If we've learned anything over the past two and a half years, it's that Covid-19 is one strange disease. The latest case in point: the coronavirus rebound.

 The condition grabbed international attention last week when US President Joe Biden tested positive for the virus six days after testing negative following his first bout of the illness.

Dr. Ashish Jha, the White House Covid response coordinator, said clinical data shows the rate of rebound infections is low and noted that even those who suffer them are still generally protected from serious illness.

Biden is not the only high-profile patient to develop the condition. National Institute of Allergy and Infectious Diseases Director Dr.
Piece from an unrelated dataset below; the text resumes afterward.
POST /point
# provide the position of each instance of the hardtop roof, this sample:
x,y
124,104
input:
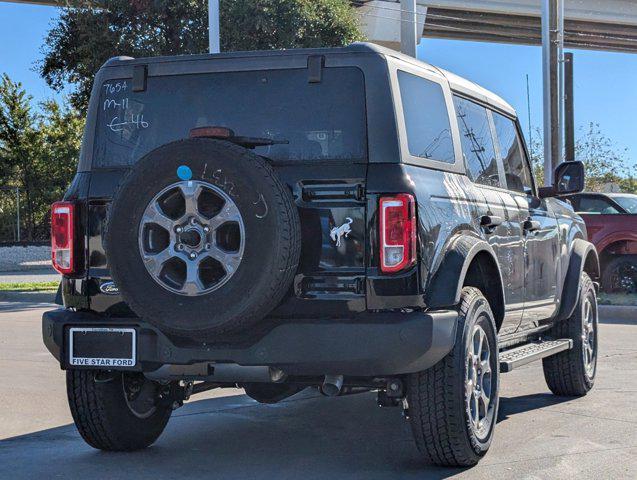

Anthony Fauci also experienced rebound Covid-19. Unlike Biden's, his symptoms got worse when they returned after treatment with Paxlovid, and his doctors prescribed another course of the drug.
Experts have been calling for more systematic research into the instances of rebound to understand who is most at risk and whether the standard five-day course of Paxlovid should be lengthened to prevent it.
Studies have shown that people can pass the infection to others during a rebound, which is another reason to try to understand it better.
The United States' Centers for Disease Control and Prevention (CDC) issued a health alert to doctors in May about the potential for Covid-19 rebound, saying symptoms sometimes come back, and that may just be how the infection plays out in some people, regardless of whether they're vaccinated or treated with medications like Paxlovid.
The CDC said most cases of rebound involve mild disease and that Paxlovid "continues to be recommended for early-stage treatment of mild to moderate COVID-19 among persons at high risk for progression to severe disease."

Pfizer, the company that makes Paxlovid, has said its studies showed rebounds were rare, and that they happened in both people who took the drug and those who took a placebo pill. Because investigators noted the phenomenon in both groups, the company doesn't believe it is tied to the medication.